SQL projection results now use typed OutputValue cells instead of Vec<Vec<String>>.
Blob values remain binary through the result boundary. Hex rendering only happens when a caller explicitly asks for display/table output.
In other words:
Before: SQL value -> display string -> caller
After: SQL value -> typed OutputValue -> caller
|
└── render only when display is requested
This keeps the semantic SQL result clean while preserving human-readable rendering where it belongs: at the display boundary.
Measured Impact
Focused SQL perf matrix, current implementation vs previous baseline:
| Query shape | Before | After | Improvement |
|---|---|---|---|
| Blob payload projection | 14,135,523 | 1,202,655 | -91.49% |
| Blob thumbnail projection | 1,817,791 | 1,050,264 | -42.22% |
| Wide scalar projection | 1,138,594 | 1,122,779 | -1.39% |
| Numeric expression projection | 1,055,763 | 1,042,382 | -1.27% |
The major win comes from avoiding eager hex expansion and unnecessary display conversion work.
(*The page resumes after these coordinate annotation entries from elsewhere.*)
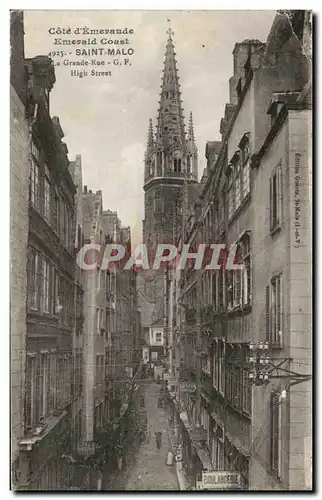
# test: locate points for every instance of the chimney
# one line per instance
(241, 53)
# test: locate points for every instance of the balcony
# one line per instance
(190, 316)
(207, 315)
(178, 175)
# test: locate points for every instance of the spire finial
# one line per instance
(169, 31)
(150, 134)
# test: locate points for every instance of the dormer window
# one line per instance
(239, 88)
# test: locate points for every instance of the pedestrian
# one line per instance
(158, 439)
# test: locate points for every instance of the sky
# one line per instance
(105, 119)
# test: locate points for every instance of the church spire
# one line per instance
(170, 123)
(150, 135)
(192, 147)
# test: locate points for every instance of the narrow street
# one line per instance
(148, 469)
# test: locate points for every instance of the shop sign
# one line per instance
(86, 448)
(187, 386)
(220, 480)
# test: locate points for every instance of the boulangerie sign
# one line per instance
(161, 216)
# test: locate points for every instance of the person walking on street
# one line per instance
(158, 439)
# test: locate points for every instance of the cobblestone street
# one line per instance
(148, 469)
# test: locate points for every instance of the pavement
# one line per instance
(146, 470)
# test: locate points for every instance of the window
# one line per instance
(47, 198)
(246, 167)
(236, 387)
(98, 321)
(56, 298)
(177, 165)
(56, 214)
(231, 197)
(247, 393)
(34, 279)
(158, 337)
(30, 409)
(189, 164)
(246, 272)
(99, 368)
(221, 287)
(158, 205)
(44, 385)
(218, 366)
(215, 291)
(52, 403)
(275, 434)
(246, 179)
(238, 185)
(276, 322)
(62, 220)
(35, 151)
(276, 199)
(34, 187)
(46, 285)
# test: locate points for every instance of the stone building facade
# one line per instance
(42, 304)
(255, 195)
(19, 223)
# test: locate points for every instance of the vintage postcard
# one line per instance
(161, 248)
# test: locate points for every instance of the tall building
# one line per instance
(43, 277)
(171, 160)
(19, 223)
(245, 335)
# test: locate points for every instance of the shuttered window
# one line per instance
(267, 316)
(276, 311)
(276, 437)
(276, 199)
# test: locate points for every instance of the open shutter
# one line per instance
(281, 326)
(270, 204)
(267, 312)
(279, 197)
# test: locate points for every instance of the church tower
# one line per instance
(171, 161)
(171, 157)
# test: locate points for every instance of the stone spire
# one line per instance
(191, 136)
(150, 143)
(170, 123)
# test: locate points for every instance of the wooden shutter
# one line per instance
(275, 431)
(267, 313)
(279, 195)
(270, 204)
(280, 319)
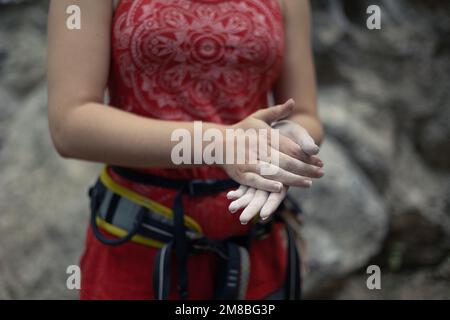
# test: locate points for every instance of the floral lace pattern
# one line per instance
(211, 60)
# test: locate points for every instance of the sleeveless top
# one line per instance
(208, 60)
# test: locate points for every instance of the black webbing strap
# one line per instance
(191, 187)
(293, 278)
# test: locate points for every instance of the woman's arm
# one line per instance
(297, 78)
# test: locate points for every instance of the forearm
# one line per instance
(311, 124)
(95, 132)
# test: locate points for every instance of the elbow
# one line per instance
(59, 138)
(60, 144)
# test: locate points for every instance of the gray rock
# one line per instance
(22, 47)
(345, 221)
(44, 208)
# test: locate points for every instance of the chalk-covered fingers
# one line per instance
(287, 178)
(242, 201)
(272, 203)
(254, 207)
(299, 167)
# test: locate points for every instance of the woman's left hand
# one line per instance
(266, 203)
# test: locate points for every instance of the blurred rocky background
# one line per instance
(384, 98)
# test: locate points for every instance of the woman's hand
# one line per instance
(266, 203)
(289, 171)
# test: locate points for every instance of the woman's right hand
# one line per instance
(289, 170)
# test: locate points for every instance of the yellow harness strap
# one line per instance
(152, 205)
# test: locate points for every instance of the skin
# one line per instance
(297, 80)
(82, 127)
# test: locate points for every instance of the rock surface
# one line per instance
(385, 200)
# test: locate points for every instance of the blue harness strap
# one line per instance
(232, 276)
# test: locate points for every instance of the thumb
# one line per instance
(275, 113)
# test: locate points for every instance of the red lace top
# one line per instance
(186, 60)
For one measured blob payload query:
| Output | Raw blob bytes | Old hex-rendered estimate |
|---|---|---|
| Full blob payload rows | 121,856 | 243,724 |
| Thumbnail rows | 7,168 | 14,342 |
So for blob-heavy SQL results, the new typed path avoids roughly 2x display expansion unless display output is explicitly requested.
Human-readable rendering still exists. It has simply moved out of the primary semantic result format and into the display layer.
Direct-Stable Storage Removed
IcyDB also removed the old direct-stable runtime storage lane.
This does not mean IcyDB is moving away from stable memory. Durable storage now goes through the journaled cached-stable path, which is the runtime path we want to keep optimizing and proving.
The removed path was the older direct storage(stable(...)) style backend. It increased the number of execution/storage combinations we had to test, audit, and reason about, while the journaled path is now the intended durable storage authority.
Current storage modes are now simpler:
| Mode | Purpose |
|---|---|
heap |
Volatile/test-style storage |
journaled |
Durable cached-stable storage |
Why Remove Direct Stable?
The perf audit showed that direct-stable was not pulling its weight.
Focused primary-key SQL LIMIT 1 read:
| Backend | Total instructions |
|---|---|
| Direct stable | 772,272 |
| Journaled | 663,495 |
That is a reduction of 108,777 instructions, or about 14.1%.
Cached path:
| Backend | Total instructions |
|---|---|
| Cached stable | 378,947 |
| Cached journaled | 270,860 |
That is a reduction of 108,087 instructions, or about 28.5%.
The larger matrix also showed stable-backed mirror scans as the biggest storage hotspots. In the worst rows, heap and journaled equivalents were roughly half the total instruction cost, and the store phase dropped from about 28.6M instructions to about 7.0M.
So removing direct-stable is not just a cleanup. It reduces the storage matrix, removes an underperforming branch, and lets durable execution focus on the path we actually want to harden.
Compatibility
This is a pre-1.0 hard cut.
Schemas still using direct storage(stable(...)) should move to the journaled durable storage path.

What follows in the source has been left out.